Now, for the things that I don’t like or feel “meh” about:

The super private alert system. I think this is an area that should fall under “give us the ability and let us choose”. Personally, if I am being alerted of being high or low, I want to know what that alert number is WHEN I’m alerted, and not have to fumble with unlocking my phone first then opening the app. I want it to be an option that I can CHOOSE to turn on or off to see in that alert either “High Glucose Alert” or “High Glucose Alert – ###mg/dL”, and give us the option to open the app or dismiss the alert… which leads me to….

AW Alert

FOR HEAVEN’S SAKE PLEASE ALLOW US TO *ACTUALLY* DISMISS THE ALERT FROM WEARABLES OR EVEN THE LOCK SCREEN WITHOUT OPENING THE APP! This is my biggest pet peeve. If the above issue is solved where I choose to see my BG number and arrow within the alert, then also actually let me dismiss the alert when notified without having to open the app. I like the alert that comes up when you open the app, but it’s sort of pointless to me because I’m opening the app BECAUSE I’ve been notified, and I’m sure I’ll see the number once it’s open – no need to show a splash screen of sorts with it on there. I needed that BEFORE opening the app.

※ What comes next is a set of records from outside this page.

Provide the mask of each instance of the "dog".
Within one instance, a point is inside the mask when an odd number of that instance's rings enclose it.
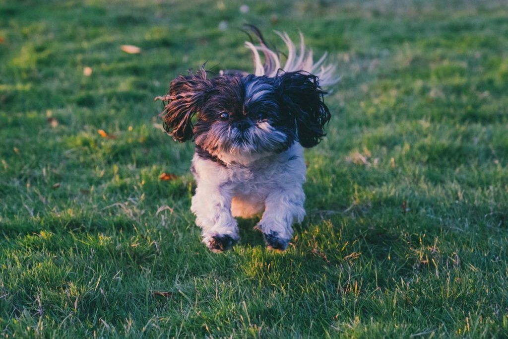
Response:
[[[324,65],[326,53],[313,62],[301,33],[298,51],[287,33],[275,32],[288,49],[281,66],[279,53],[250,28],[259,42],[245,42],[253,74],[225,71],[209,78],[203,65],[172,80],[167,95],[155,98],[164,103],[160,115],[168,134],[195,143],[191,210],[214,252],[238,241],[235,217],[261,213],[255,228],[268,248],[287,248],[293,225],[305,215],[303,148],[325,136],[331,114],[323,88],[338,80],[335,65]]]

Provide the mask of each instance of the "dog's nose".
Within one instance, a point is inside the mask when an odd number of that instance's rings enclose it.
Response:
[[[236,123],[236,128],[243,132],[249,127],[250,127],[250,123],[245,120],[241,120]]]

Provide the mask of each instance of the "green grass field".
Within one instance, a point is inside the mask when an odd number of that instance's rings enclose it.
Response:
[[[282,254],[200,242],[153,101],[246,22],[342,77]],[[506,337],[507,123],[504,1],[0,0],[0,335]]]

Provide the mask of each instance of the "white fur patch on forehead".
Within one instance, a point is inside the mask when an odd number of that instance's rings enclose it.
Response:
[[[253,79],[245,86],[245,101],[259,100],[273,92],[273,86],[262,79]]]

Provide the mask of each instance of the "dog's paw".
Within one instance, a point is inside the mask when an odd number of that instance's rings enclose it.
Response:
[[[265,238],[265,242],[266,243],[269,250],[282,252],[288,248],[289,239],[280,238],[277,232],[272,231],[269,233],[264,233],[263,236]]]
[[[237,241],[227,234],[220,234],[210,238],[207,245],[212,252],[218,253],[231,249]]]

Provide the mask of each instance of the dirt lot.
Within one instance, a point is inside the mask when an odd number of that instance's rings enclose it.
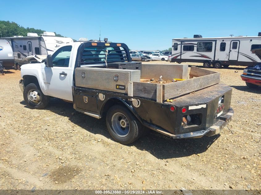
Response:
[[[71,104],[53,98],[45,110],[30,109],[18,86],[20,71],[6,71],[0,76],[0,189],[260,189],[261,87],[246,86],[243,69],[210,69],[233,88],[229,129],[179,140],[152,132],[130,145],[112,140],[104,120],[78,113]]]

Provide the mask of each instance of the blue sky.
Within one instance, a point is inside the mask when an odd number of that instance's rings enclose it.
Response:
[[[1,0],[0,20],[76,40],[99,39],[100,26],[102,40],[133,50],[163,50],[171,47],[172,39],[194,34],[257,36],[258,1]]]

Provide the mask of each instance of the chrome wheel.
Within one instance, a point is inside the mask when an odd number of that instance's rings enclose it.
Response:
[[[112,117],[112,126],[113,131],[120,137],[125,137],[130,132],[128,120],[122,113],[116,112]]]
[[[41,94],[36,89],[31,89],[28,91],[27,95],[29,100],[35,104],[38,104],[42,99]]]

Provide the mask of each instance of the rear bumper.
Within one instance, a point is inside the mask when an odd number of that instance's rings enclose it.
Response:
[[[219,120],[207,129],[190,133],[173,135],[173,136],[172,137],[174,139],[200,138],[204,135],[210,136],[219,134],[221,130],[224,127],[226,126],[232,120],[232,116],[234,114],[234,111],[233,110],[233,109],[230,108],[228,112],[224,115],[221,115],[219,117]]]
[[[241,76],[242,80],[244,81],[252,83],[255,85],[261,85],[261,78],[259,78],[250,76],[244,75],[241,75],[240,76]]]

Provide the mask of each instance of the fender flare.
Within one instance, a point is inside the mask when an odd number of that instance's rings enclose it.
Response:
[[[138,119],[141,123],[143,124],[143,120],[141,119],[141,117],[138,114],[137,112],[136,112],[136,111],[135,110],[132,106],[131,105],[130,105],[126,100],[118,97],[112,97],[106,100],[106,101],[103,103],[101,107],[101,109],[100,110],[99,112],[100,115],[101,113],[103,112],[103,109],[106,103],[110,100],[117,100],[120,101],[132,112],[133,114],[134,115],[134,116]]]

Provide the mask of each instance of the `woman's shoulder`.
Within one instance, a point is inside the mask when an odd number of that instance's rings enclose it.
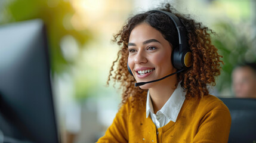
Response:
[[[211,110],[224,110],[229,112],[229,108],[225,104],[215,96],[212,95],[204,95],[200,98],[199,100],[200,106],[204,107],[204,108]]]

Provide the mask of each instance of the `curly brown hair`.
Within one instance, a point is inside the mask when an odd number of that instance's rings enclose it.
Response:
[[[212,45],[211,34],[214,33],[208,27],[196,22],[190,15],[178,14],[169,4],[164,10],[173,13],[183,23],[187,31],[188,45],[192,55],[192,66],[177,74],[177,83],[181,81],[181,86],[187,91],[186,98],[202,97],[209,94],[207,85],[215,85],[215,77],[220,74],[220,60],[222,56],[217,53],[217,49]],[[123,91],[122,103],[125,103],[129,98],[131,102],[137,101],[143,105],[146,100],[147,90],[134,86],[136,82],[127,69],[128,57],[128,43],[132,30],[138,24],[146,23],[159,30],[170,43],[172,47],[178,46],[178,37],[177,29],[169,17],[161,13],[147,11],[137,14],[128,20],[121,30],[114,35],[114,42],[121,46],[118,58],[113,61],[107,84],[110,79],[121,83]],[[172,48],[173,49],[173,48]],[[116,69],[114,67],[117,64]]]

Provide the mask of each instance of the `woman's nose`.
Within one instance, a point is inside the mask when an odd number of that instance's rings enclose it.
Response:
[[[147,60],[144,52],[143,51],[139,51],[135,57],[134,63],[135,64],[140,64],[143,63],[147,63]]]

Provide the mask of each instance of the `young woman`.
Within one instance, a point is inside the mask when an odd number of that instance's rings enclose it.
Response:
[[[121,83],[122,105],[98,142],[227,142],[229,109],[206,87],[222,62],[212,32],[169,4],[158,10],[130,18],[115,36],[121,48],[109,81]]]

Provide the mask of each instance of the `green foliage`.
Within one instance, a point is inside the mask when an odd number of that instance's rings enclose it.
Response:
[[[229,21],[217,23],[217,35],[213,38],[214,45],[223,56],[222,72],[217,80],[217,88],[221,91],[230,89],[232,84],[232,73],[238,64],[244,62],[256,62],[256,48],[253,44],[255,38],[252,37],[252,27],[238,26]],[[224,96],[231,95],[221,95]]]
[[[6,2],[5,20],[0,20],[0,24],[5,24],[34,18],[41,18],[45,23],[49,44],[51,47],[51,67],[53,72],[60,73],[70,63],[63,57],[60,47],[60,42],[65,35],[72,35],[79,44],[79,48],[91,37],[88,30],[76,30],[73,27],[67,29],[64,23],[70,23],[75,10],[69,1],[63,0],[14,0]],[[71,15],[67,17],[67,15]],[[67,20],[64,18],[68,17]],[[70,24],[71,25],[71,24]],[[72,47],[70,47],[72,48]]]

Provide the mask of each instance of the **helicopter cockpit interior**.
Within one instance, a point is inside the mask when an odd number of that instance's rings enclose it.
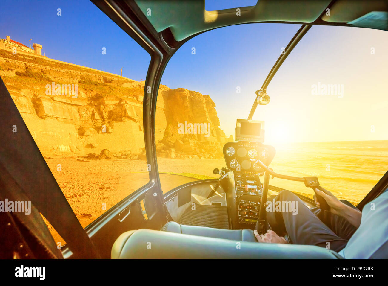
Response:
[[[293,192],[290,188],[287,191],[292,192],[293,195],[303,202],[304,207],[305,205],[317,212],[317,215],[329,210],[326,201],[316,191],[323,189],[319,180],[324,185],[326,182],[332,181],[327,179],[329,175],[324,177],[324,181],[322,180],[321,178],[324,176],[321,177],[322,173],[317,175],[314,170],[314,168],[324,168],[323,163],[319,166],[308,166],[312,170],[308,174],[303,170],[295,170],[293,159],[298,156],[296,153],[293,154],[294,157],[290,157],[288,165],[283,165],[284,169],[279,170],[280,164],[274,167],[275,161],[284,153],[280,153],[277,145],[267,139],[267,135],[273,130],[265,116],[262,116],[261,113],[259,116],[258,112],[255,119],[262,120],[255,120],[254,115],[258,108],[258,111],[261,111],[268,107],[266,105],[271,101],[268,86],[271,81],[312,27],[370,28],[383,30],[386,33],[388,31],[388,6],[376,1],[355,4],[345,0],[306,0],[296,1],[291,5],[282,1],[259,0],[255,5],[237,8],[236,12],[234,8],[208,11],[205,9],[204,0],[91,2],[98,8],[98,12],[103,12],[104,17],[107,16],[109,21],[113,21],[115,26],[120,28],[120,33],[124,31],[126,36],[130,37],[135,44],[140,45],[142,51],[145,51],[147,58],[151,59],[146,77],[145,81],[143,80],[144,77],[139,77],[141,80],[137,81],[130,80],[123,76],[122,68],[121,76],[118,73],[116,75],[107,72],[102,75],[102,72],[99,70],[91,68],[91,72],[87,70],[88,68],[71,64],[72,68],[74,69],[72,72],[76,75],[69,75],[69,78],[89,89],[85,88],[86,91],[80,93],[78,98],[71,98],[67,92],[66,96],[62,97],[55,91],[48,95],[45,93],[43,87],[50,79],[40,66],[38,68],[35,65],[43,64],[43,61],[47,60],[48,63],[45,64],[47,65],[47,70],[51,69],[52,76],[54,76],[58,73],[55,69],[59,68],[55,65],[59,61],[48,60],[44,54],[43,56],[27,54],[23,56],[25,56],[26,58],[23,60],[26,62],[18,63],[18,61],[21,60],[22,56],[18,55],[19,58],[17,58],[16,56],[12,54],[10,48],[9,51],[0,51],[0,56],[4,57],[0,62],[2,65],[17,63],[22,67],[19,67],[16,71],[11,67],[2,68],[0,70],[2,73],[0,80],[2,126],[0,134],[0,198],[32,202],[31,216],[23,215],[20,212],[0,213],[2,224],[0,237],[6,238],[3,240],[6,247],[0,253],[1,258],[343,258],[336,251],[324,247],[293,244],[286,233],[284,238],[287,243],[284,244],[258,242],[255,233],[259,236],[263,235],[274,226],[269,222],[270,212],[267,208],[274,204],[274,200],[279,193],[286,190],[283,186],[292,182],[295,184],[293,186],[297,185],[308,190],[305,193]],[[327,15],[327,9],[331,11],[332,16]],[[284,50],[286,53],[282,53],[279,56],[279,54],[276,54],[277,60],[269,73],[267,74],[267,71],[264,72],[264,76],[268,75],[262,85],[253,89],[257,89],[255,97],[255,93],[251,93],[253,104],[248,116],[246,116],[245,111],[238,118],[230,115],[228,110],[224,112],[225,121],[232,121],[232,124],[228,126],[231,126],[230,129],[232,130],[229,134],[232,135],[228,137],[218,127],[220,123],[214,109],[215,104],[210,96],[201,95],[200,100],[193,100],[197,105],[187,111],[188,109],[185,109],[189,105],[187,103],[190,100],[184,100],[199,93],[182,90],[184,89],[180,87],[170,89],[161,83],[162,76],[175,53],[195,37],[219,28],[242,24],[261,25],[258,23],[262,23],[294,24],[296,27],[295,30],[298,30],[291,39],[288,35],[287,41],[282,42],[281,45],[286,46]],[[292,34],[294,33],[293,30]],[[5,47],[6,45],[20,44],[18,42],[11,41],[7,37],[7,39],[0,42],[0,44]],[[35,47],[40,46],[33,44]],[[28,47],[21,45],[18,48],[22,47],[24,51],[28,51]],[[188,48],[188,46],[185,47]],[[369,53],[369,47],[365,49]],[[28,51],[30,52],[30,50]],[[20,51],[21,54],[23,55],[24,52]],[[36,51],[34,52],[38,52],[37,49]],[[99,52],[100,53],[100,51]],[[29,56],[36,57],[39,60],[31,60],[28,57]],[[273,61],[271,62],[272,66]],[[374,61],[373,63],[376,63]],[[65,64],[64,62],[60,63],[61,65]],[[29,65],[39,70],[38,75],[31,72]],[[131,68],[135,65],[131,63]],[[122,66],[120,63],[120,67]],[[206,66],[206,68],[208,67]],[[314,68],[319,69],[318,65]],[[187,69],[187,67],[183,68]],[[66,72],[70,70],[67,67],[63,69]],[[92,76],[90,74],[97,79],[91,79],[91,77],[88,77]],[[79,78],[76,78],[77,76]],[[21,82],[26,84],[36,80],[39,84],[33,87],[33,91],[28,91],[28,88],[16,88],[15,78],[21,79]],[[60,77],[57,79],[59,82],[63,79]],[[51,80],[49,81],[51,84]],[[107,88],[103,89],[102,86],[106,84]],[[117,86],[113,86],[116,84]],[[311,84],[310,82],[306,86],[308,86],[307,90],[309,91]],[[50,84],[48,86],[51,88]],[[53,82],[53,90],[54,86]],[[143,94],[139,95],[139,90]],[[112,92],[110,97],[106,94],[108,91]],[[19,95],[20,98],[18,97]],[[270,95],[275,98],[275,95]],[[308,99],[306,100],[306,106],[312,98],[310,96],[309,94],[309,97],[306,97]],[[77,101],[80,99],[84,100],[84,102]],[[250,103],[251,99],[248,100]],[[272,103],[274,101],[273,100]],[[360,101],[357,103],[360,104]],[[325,104],[334,106],[331,102]],[[35,109],[30,108],[29,104]],[[295,106],[297,104],[295,104]],[[175,108],[173,111],[173,108],[168,109],[172,105]],[[203,110],[198,107],[199,105],[203,107]],[[376,104],[373,108],[376,110],[381,108],[378,105]],[[242,101],[240,106],[235,107],[232,103],[228,108],[243,110],[246,106],[250,107],[251,104],[246,105]],[[213,113],[210,115],[207,113],[207,111],[204,111],[206,109],[211,109]],[[308,107],[309,111],[317,109],[316,106]],[[173,112],[179,114],[180,117]],[[294,111],[295,116],[304,119],[303,114],[296,114],[298,112]],[[55,112],[60,114],[60,116]],[[204,121],[206,121],[206,126],[208,123],[206,120],[210,122],[214,119],[211,122],[216,122],[213,125],[216,127],[211,132],[208,129],[207,130],[212,133],[214,138],[209,139],[203,134],[196,134],[196,137],[191,133],[187,138],[181,136],[182,134],[176,125],[185,125],[187,127],[186,119],[193,118],[194,116],[192,114],[196,112],[199,114],[198,118],[201,120],[203,118],[206,119],[198,121],[201,123],[200,124],[202,124],[203,128]],[[26,125],[28,120],[33,118],[35,121],[31,119],[31,125]],[[286,116],[279,118],[280,121],[288,120]],[[109,122],[108,119],[112,118],[114,120]],[[168,120],[173,124],[168,126]],[[233,134],[235,121],[236,127]],[[71,123],[73,121],[76,123]],[[306,124],[308,125],[308,123]],[[369,123],[374,124],[368,121],[365,126]],[[90,126],[87,126],[87,123],[90,123]],[[163,125],[164,127],[161,127]],[[17,132],[10,132],[10,127],[14,128],[14,126],[17,126]],[[33,130],[31,126],[36,130]],[[367,126],[368,128],[369,127]],[[55,133],[57,129],[61,130]],[[103,137],[106,140],[108,138],[108,141],[113,141],[109,136],[115,132],[118,134],[115,137],[115,142],[119,146],[117,151],[110,152],[104,147],[99,154],[93,153],[93,150],[99,148],[97,146],[98,143],[101,145],[102,140],[100,139]],[[140,134],[141,140],[138,142],[133,140],[133,134]],[[36,134],[43,134],[44,136],[36,140]],[[370,135],[368,133],[368,136]],[[374,138],[371,135],[370,138]],[[90,139],[93,136],[97,139],[92,140]],[[45,145],[44,148],[40,149],[39,144],[43,145],[47,140],[42,138],[47,138],[52,139],[54,143],[48,147]],[[201,140],[194,142],[193,138]],[[69,142],[66,146],[62,143],[65,140]],[[129,145],[136,145],[136,148],[133,148],[137,153],[133,153],[133,150],[121,152],[124,141],[130,142]],[[80,147],[74,142],[80,142]],[[376,148],[362,145],[357,148],[353,145],[343,147],[333,145],[330,148],[331,151],[337,152],[336,154],[340,154],[349,150],[355,153],[376,152],[376,158],[383,158],[382,161],[386,158],[384,152],[388,149],[380,145]],[[56,157],[42,155],[44,151],[54,152],[58,150],[59,155]],[[82,156],[80,154],[81,150],[86,150]],[[327,155],[320,150],[314,153],[313,159]],[[65,157],[67,156],[66,152],[68,153],[67,155],[71,155],[71,158]],[[308,152],[307,154],[307,156],[310,156]],[[341,163],[346,165],[346,160],[350,160],[351,156],[353,155],[341,158]],[[377,159],[373,160],[375,157],[371,159],[368,156],[363,153],[359,158],[369,160],[370,164],[377,161]],[[62,161],[57,161],[57,158]],[[196,160],[197,165],[188,168],[191,161],[188,159]],[[66,169],[63,167],[66,165],[62,166],[61,163],[70,162],[71,160],[72,165],[78,164],[77,167],[80,166],[79,169],[83,170],[84,173],[78,172],[77,169],[68,177],[70,179],[66,177],[63,179],[62,177],[62,181],[57,180],[55,176],[59,177],[73,172],[69,170],[70,167]],[[173,160],[175,161],[173,162]],[[69,163],[68,166],[71,164]],[[117,167],[120,164],[123,165]],[[332,167],[333,170],[330,175],[333,176],[338,170],[334,168],[339,168],[339,165]],[[114,165],[114,168],[112,167]],[[146,170],[144,170],[146,167]],[[59,170],[62,167],[63,171]],[[193,174],[193,169],[200,167],[206,169],[206,175]],[[97,171],[104,168],[106,168],[102,175],[97,174]],[[386,170],[386,168],[385,172]],[[82,178],[86,177],[85,170],[93,173],[95,176],[81,181]],[[365,172],[364,170],[352,171],[363,174]],[[58,175],[60,172],[61,175]],[[341,174],[346,175],[350,172],[345,170]],[[367,181],[367,184],[373,184],[374,186],[370,191],[368,190],[366,195],[362,194],[362,198],[355,202],[357,204],[353,204],[353,208],[360,212],[388,187],[388,172],[382,177],[380,169],[368,169],[367,173],[372,177],[362,182]],[[124,173],[125,175],[123,175]],[[133,175],[133,179],[128,176],[128,173]],[[345,179],[341,181],[341,186],[346,186],[353,179],[350,177],[352,175],[343,175]],[[109,179],[107,179],[108,176],[111,176]],[[376,177],[379,179],[376,179]],[[163,182],[168,183],[165,185],[167,186],[162,185],[163,180]],[[359,181],[362,180],[364,178]],[[272,180],[275,183],[272,183]],[[108,186],[106,184],[108,181],[116,184],[114,187]],[[279,181],[285,182],[277,184]],[[93,184],[94,191],[106,192],[103,200],[101,200],[102,196],[100,193],[93,197],[92,192],[88,189],[88,185]],[[74,193],[64,191],[68,185],[70,186]],[[120,190],[119,187],[121,188]],[[128,192],[131,188],[134,189]],[[120,199],[113,202],[113,200],[109,200],[109,196],[114,196],[119,191],[122,191],[122,195],[124,194]],[[85,198],[90,199],[85,205],[91,209],[94,208],[95,211],[95,211],[97,214],[93,213],[93,219],[92,211],[88,212],[81,209],[80,206],[80,201],[86,200]],[[107,202],[111,203],[107,208]],[[75,209],[78,213],[76,214]],[[50,230],[49,227],[51,228]],[[53,233],[57,236],[52,235]],[[306,233],[307,236],[309,235]],[[21,245],[18,242],[20,241],[26,246],[23,249],[18,247]]]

And along that same line – if I dismiss the alert from my watch, I shouldn’t still be notified every few minutes still from my phone. Especially since I’m required to have both the G5 mobile app and the Follow app to see it on my watch, and getting multiple alerts bugs the heck out of me. I get that the goal is to be sure to check the actual device for stale data, etc, but one would probably be keen to check if their BG remained static for hours on end. Heck, even instead of “dismiss”, let it be a “snooze” where you aren’t alerted seemingly every minute until you dismiss the actual alert. I would rather be able to “snooze” the alert for 10-20 minutes if needed rather than having that useless “Dismiss” option.

Follwing Friends

Overall, I like the Dexcom G5. I think it’s a big improvement, but I also think it’s a big step back. The jist of it is – let us *actually* dismiss from wearables, give us a separate app for those wearables for G5 (NOT the follow app for those of us who use it for ourselves and to follow others [which doesn’t sound creepy at alllll, right?]) (update: I hear there is a G5 mobile app for the Apple Watch in development, it just wasn’t ready when the G5 was approved by the FDA), and for all things mobile – LET US CHOOSE if our BG alert actually shows the BG or not.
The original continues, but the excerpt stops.